Change-of-control in Vendor Contracts
May 26, 2026
by a professional in Dallas, TX, USA
When you buy a business, you inherit its contracts. You also inherit every clause buried in those contracts that lets the counterparty walk because of the sale.
Sub-$5M services deal last quarter. Buyer was acquiring a commercial cleaning company. Top customer was 22% of revenue on a three-year master services agreement with two years left.
Page 14 of the MSA had a change-of-control clause. Standard language: any sale, merger, or transfer of more than 50% of the equity gave the customer the right to terminate on 30 days written notice, no cause required.

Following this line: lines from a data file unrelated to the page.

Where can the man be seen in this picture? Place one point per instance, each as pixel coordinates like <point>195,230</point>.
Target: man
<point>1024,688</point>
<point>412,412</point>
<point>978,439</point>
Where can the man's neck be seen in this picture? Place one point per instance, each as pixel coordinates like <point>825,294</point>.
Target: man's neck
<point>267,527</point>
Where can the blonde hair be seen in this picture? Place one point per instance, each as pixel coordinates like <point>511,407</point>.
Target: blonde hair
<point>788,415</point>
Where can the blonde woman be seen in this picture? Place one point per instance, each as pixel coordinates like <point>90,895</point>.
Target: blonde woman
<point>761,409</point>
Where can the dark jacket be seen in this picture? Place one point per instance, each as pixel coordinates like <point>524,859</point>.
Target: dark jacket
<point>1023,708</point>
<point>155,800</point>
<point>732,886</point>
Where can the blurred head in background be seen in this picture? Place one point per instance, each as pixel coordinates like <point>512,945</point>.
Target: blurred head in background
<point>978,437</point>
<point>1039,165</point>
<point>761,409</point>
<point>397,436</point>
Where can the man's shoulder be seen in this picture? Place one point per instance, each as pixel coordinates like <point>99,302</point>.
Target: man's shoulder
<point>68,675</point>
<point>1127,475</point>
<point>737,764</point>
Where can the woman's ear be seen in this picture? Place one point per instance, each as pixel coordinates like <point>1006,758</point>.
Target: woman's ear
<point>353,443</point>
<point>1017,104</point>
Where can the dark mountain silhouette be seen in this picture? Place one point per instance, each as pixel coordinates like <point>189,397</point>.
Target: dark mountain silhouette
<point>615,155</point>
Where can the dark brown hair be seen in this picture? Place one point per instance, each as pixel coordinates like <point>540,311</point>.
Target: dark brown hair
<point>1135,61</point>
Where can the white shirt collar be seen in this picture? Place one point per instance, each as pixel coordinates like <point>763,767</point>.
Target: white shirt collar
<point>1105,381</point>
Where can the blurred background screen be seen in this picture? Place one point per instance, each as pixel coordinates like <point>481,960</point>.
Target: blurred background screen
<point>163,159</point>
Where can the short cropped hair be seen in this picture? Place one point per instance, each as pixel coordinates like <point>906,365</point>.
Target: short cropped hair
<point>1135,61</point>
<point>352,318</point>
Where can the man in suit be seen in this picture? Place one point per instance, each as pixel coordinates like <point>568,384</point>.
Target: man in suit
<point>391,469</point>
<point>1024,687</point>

The customer wasn't unhappy. They'd renewed the contract twice. Nobody had any reason to think they'd leave. But the moment the buyer closed, that customer had unilateral optionality to walk for 30 days and the seller had no obligation to disclose to the customer that a sale was even happening.
The fix wasn't legal. It was commercial. Buyer arranged a meeting with the customer before close, walked through the transition plan, secured a written waiver of the termination right in exchange for a one-year price lock.
The deal closed. The customer stayed.
Change-of-control language exists in most vendor and customer contracts. Almost nobody pulls them in diligence. The ones who do close deals nobody else can.